Mediclaim Policies

shreekanth.pr
Dear All,
Can any body give me the details regarding mediclaim policies.
Regards,
Shreekanth.P.R
deepakmendiratta
What are the details that you are looking at ?
You can start with outlining the exact nature of cover you want to provide to your employees. From thereon, obtain insurance quotes from various insurers and freeze onthe one providing optimum benefits.
Do let me know the size of the company and I can help you with designing the cover and obtaining quotes.
Regards, Deepak
kannanmv
Dear Shreekanth,

Mediclaim policies are of two types generally.

1. Floater - The sum insured here is common for the whole family for a particular year. In the event any member of the family fall sick then they can avail this amount.

2. Individual Sum Insured - The sum insured here is for each individual in the family and if a particular person falls sick then he/ she can claim the amount for the extent covered.

These days companies offer Cashless schemes wherein the insured person (if he plans to undergo medical treatment) gets a pre authorisation from the insurance company based on a budget indicated by the hospital where he is likely to undergo treatment. If the insurance company approves the amount then he can undergo medical treatment to the extent covered. But the hospital wherein he undergoes treatment must be listed in the insurance companies master list. If he prefers to undergo treatment in a hospital that is not listed then he need to spend the amount and then claim reimbursement.

While claiming the reimbursement the person must submit all the medical bills and reports duly supported by prescriptions and must enclose the discharge summary for claiming the amount.

In case of corporates they take a group mediclaim policy that covers all employees.

The premium for a mediclaim policy is based on the age of the sum insured. The older the person the higher the premium.

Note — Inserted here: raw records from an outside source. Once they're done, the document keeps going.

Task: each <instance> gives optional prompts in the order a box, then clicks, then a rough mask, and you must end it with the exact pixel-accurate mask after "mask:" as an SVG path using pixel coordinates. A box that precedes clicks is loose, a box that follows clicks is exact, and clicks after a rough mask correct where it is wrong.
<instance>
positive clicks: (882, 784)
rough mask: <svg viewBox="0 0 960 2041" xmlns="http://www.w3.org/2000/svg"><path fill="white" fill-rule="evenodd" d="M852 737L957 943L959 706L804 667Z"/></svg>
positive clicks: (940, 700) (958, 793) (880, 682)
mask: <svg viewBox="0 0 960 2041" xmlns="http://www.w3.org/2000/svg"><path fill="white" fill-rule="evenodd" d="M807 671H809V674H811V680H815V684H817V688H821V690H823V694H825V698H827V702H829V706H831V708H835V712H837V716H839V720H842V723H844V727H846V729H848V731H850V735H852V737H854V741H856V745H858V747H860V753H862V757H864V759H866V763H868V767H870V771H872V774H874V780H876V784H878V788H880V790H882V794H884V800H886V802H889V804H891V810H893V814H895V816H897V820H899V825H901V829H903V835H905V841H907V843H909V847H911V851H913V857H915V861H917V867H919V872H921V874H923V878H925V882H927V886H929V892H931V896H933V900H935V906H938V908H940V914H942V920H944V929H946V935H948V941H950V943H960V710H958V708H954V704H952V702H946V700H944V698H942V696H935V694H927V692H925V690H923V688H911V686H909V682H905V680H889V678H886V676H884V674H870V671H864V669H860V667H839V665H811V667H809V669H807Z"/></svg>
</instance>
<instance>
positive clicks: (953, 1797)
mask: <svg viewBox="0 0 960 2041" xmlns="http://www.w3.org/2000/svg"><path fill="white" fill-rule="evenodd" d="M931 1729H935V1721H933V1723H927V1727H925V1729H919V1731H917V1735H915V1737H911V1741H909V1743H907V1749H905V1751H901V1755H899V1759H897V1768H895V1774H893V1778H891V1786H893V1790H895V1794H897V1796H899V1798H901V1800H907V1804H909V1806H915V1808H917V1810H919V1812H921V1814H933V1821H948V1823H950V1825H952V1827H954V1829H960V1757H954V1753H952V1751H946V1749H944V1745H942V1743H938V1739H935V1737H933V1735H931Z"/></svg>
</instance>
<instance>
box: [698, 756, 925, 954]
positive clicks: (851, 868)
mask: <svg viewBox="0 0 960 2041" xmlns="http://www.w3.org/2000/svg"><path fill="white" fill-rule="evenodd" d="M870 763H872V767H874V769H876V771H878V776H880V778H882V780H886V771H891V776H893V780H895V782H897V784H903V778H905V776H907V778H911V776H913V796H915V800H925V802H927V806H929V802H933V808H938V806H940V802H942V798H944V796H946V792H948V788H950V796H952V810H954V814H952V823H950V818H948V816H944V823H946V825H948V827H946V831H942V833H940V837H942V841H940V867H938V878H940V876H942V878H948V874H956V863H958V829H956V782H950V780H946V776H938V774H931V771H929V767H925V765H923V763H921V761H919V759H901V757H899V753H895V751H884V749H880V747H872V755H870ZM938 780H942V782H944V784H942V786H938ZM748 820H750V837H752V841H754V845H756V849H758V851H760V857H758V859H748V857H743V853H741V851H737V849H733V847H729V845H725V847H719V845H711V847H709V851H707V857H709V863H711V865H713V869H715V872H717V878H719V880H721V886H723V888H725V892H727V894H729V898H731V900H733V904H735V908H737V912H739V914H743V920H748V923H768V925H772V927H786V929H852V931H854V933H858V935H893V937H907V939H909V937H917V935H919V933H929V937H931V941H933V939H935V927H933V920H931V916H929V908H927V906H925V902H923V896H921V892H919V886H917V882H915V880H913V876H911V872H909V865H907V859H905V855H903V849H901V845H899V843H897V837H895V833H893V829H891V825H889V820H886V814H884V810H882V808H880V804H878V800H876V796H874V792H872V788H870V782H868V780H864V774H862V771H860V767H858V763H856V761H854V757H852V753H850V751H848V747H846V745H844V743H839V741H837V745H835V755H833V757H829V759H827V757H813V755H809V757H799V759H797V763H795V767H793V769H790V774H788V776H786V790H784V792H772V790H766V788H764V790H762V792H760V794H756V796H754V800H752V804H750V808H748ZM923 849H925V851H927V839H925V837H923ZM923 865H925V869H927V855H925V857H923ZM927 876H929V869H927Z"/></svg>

In case of individual policies if you do not make a claim then the sum insured increases by 5% each year subject to a maximum of 50% over 10 years but the premium amount is paid based on the basic sum insured and the age and does not include the no claim bonus amount.

Generally insurance companies exclude coverage for pre existing ailments at the time of first coverage. For example a person suffers from heart ailment at the time of first coverage then treatment taken by him for that ailment is not covered.

To enable claim mediclaim minimum of 24 hours hospitalisation is a must. However, this time limit is not applicable for certain ailments such as cataract, kidney stone removal etc.,

Certain insurance companies also have a waiting period for certain aliments such as hernia, hydrocele etc. In other words you cannot claim any amount immediately upon taking the insurance cover. But after certain months the coverage is possible.

Insurance companies also permit you to get a reimbursement for medical check for every 4 claim free years subject to a maximum of 1% of the sum insured.

Insurance companies also load premiums appropriately in case the insured person makes claims year upon year.

Medical expenditure incurred by the person in respect of the ailment 30 days prior to hospitalisation and 60 days post hospitalisation is also admissible. But please remember all medical claims must be supported by proper prescriptions.

To take an insurance cover decide the following

1. The number of persons you wish to cover.

2. Do you intend to cover their families (Define family spouse, children, parents etc)

3. You prefer a floater policy, individual policy or a group policy.

4. Age profile of the insured persons.

5. Sum insured for each person

In case you need any further information, please feel to contact me at [Login to view].

M.V.KANNAN
deepakmendiratta
Hi Shreekanth,
What Mr. Kannan has highlighted is absolutely correct. Mostly these are true, with some deviations for most insurance companies. But in case you are looking at Group Health Insurance Covers ( or Group Mediclaim) there can be slight variations in the above where in you can have some benefit features changed or tailor made. These include coverage for maternity, coverage of pre existing diseases, waiver of 30 days and 1 / year waiting periods ( which are standard in individual health insurance covers) , child coverage can begin from Day 1 etc.